Motorola's success with the 68000 led to the MC68010, which added virtual memory support. The MC68020, introduced in 1985 added full 32-bit data and address buses. The 68020 became hugely popular in the Unix supermicrocomputer market, and many small companies (e.g., Altos, Charles River Data Systems) produced desktop-size systems. The MC68030 was introduced next, improving upon the previous design by integrating the MMU into the chip. The continued success led to the MC68040, which included an FPU for better math performance. A 68050 failed to achieve its performance goals and was not released, and the follow-up MC68060 was released into a market saturated by much faster RISC designs. The 68K family faded from the desktop in the early 1990s.

Other large companies designed the 68020 and follow-ons into embedded equipment. At one point, there were more 68020s in embedded equipment than there were Intel Pentiums in PCs. The ColdFire processor cores are derivatives of the venerable 68020.

During this time (early to mid-1980s), National Semiconductor introduced a very similar 16-bit pinout, 32-bit internal microprocessor called the NS 16032 (later renamed 32016), the full 32-bit version named the NS 32032. Later the NS 32132 was introduced which allowed two CPUs to reside on the same memory bus, with built in arbitration. The NS32016/32 outperformed the MC68000/10 but the NS32332 which arrived at approximately the same time the MC68020 did not have enough performance. The third generation chip, the NS32532 was different. It had about double the performance of the MC68030 which was released around the same time. The appearance of RISC processors like the AM29000 and MC88000 (now both dead) influenced the architecture of the final core, the NS32764. Technically advanced, using a superscalar RISC core, internally overclocked, with a 64 bit bus, it was still capable of executing Series 32000 instructions through real time translation.

When National Semiconductor decided to leave the Unix market, the chip was redesigned into the Swordfish Embedded processor with a set of on chip peripherals. The chip turned out to be too expensive for the laser printer market and was killed. The design team went to Intel and there designed the Pentium processor, which is very similar to the NS32764 core internally. The big success of the Series 32000 was in the laser printer market, where the NS32CG16 with microcoded BitBlt instructions had very good price/performance and was adopted by large companies like Canon.
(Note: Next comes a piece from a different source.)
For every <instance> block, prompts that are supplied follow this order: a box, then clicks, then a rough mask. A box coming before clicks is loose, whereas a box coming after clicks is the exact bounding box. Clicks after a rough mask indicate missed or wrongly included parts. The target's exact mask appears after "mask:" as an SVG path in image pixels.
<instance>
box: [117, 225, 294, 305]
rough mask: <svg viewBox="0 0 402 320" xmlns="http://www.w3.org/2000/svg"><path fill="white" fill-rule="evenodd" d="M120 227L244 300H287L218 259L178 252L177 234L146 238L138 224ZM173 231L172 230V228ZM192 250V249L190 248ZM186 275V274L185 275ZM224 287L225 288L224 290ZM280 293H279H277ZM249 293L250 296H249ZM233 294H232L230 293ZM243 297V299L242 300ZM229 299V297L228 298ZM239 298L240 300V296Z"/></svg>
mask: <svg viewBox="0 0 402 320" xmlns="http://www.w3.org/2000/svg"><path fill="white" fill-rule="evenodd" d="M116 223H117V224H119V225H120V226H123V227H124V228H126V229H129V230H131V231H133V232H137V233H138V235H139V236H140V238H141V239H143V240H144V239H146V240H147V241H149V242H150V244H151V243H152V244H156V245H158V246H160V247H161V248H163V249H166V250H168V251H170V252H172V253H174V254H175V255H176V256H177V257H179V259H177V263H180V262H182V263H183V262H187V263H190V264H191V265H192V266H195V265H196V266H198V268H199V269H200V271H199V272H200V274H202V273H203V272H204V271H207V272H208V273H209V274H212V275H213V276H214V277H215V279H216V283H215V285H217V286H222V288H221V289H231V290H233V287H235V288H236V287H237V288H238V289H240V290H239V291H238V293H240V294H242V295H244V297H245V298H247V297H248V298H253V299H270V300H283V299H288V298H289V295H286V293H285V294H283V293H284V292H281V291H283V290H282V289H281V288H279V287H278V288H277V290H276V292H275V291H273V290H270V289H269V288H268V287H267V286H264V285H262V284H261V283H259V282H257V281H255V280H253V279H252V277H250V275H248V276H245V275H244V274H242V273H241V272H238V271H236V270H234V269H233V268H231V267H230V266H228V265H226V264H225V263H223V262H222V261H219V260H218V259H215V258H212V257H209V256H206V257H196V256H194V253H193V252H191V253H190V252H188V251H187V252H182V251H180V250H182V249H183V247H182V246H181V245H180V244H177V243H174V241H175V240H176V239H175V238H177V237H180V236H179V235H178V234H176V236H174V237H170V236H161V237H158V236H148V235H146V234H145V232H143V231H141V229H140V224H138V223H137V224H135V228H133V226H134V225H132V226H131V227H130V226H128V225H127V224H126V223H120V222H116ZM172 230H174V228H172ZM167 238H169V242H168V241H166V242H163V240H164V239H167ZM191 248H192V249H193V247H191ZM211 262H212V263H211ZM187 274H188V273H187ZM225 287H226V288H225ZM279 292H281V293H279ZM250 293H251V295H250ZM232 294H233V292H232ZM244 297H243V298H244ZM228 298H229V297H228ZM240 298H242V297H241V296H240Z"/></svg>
By the mid-1980s, Sequent introduced the first symmetric multiprocessor (SMP) server-class computer using the NS 32032. This was one of the design's few wins, and it disappeared in the late 1980s. The MIPS R2000 (1984) and R3000 (1989) were highly successful 32-bit RISC microprocessors. They were used in high-end workstations and servers by SGI, among others. Other designs included the interesting Zilog Z80000, which arrived too late to market to stand a chance and disappeared quickly.

In the late 1980s, "microprocessor wars" started killing off some of the microprocessors. Apparently, with only one major design win, Sequent, the NS 32032 just faded out of existence, and Sequent switched to Intel microprocessors.

From 1985 to 2003, the 32-bit x86 architectures became increasingly dominant in desktop, laptop, and server markets, and these microprocessors became faster and more capable. Intel had licensed early versions of the architecture to other companies, but declined to license the Pentium, so AMD and Cyrix built later versions of the architecture based on their own designs. During this span, these processors increased in complexity (transistor count) and capability (instructions/second) by at least three orders of magnitude. Intel's Pentium line is probably the most famous and recognizable 32-bit processor model, at least with the public at large.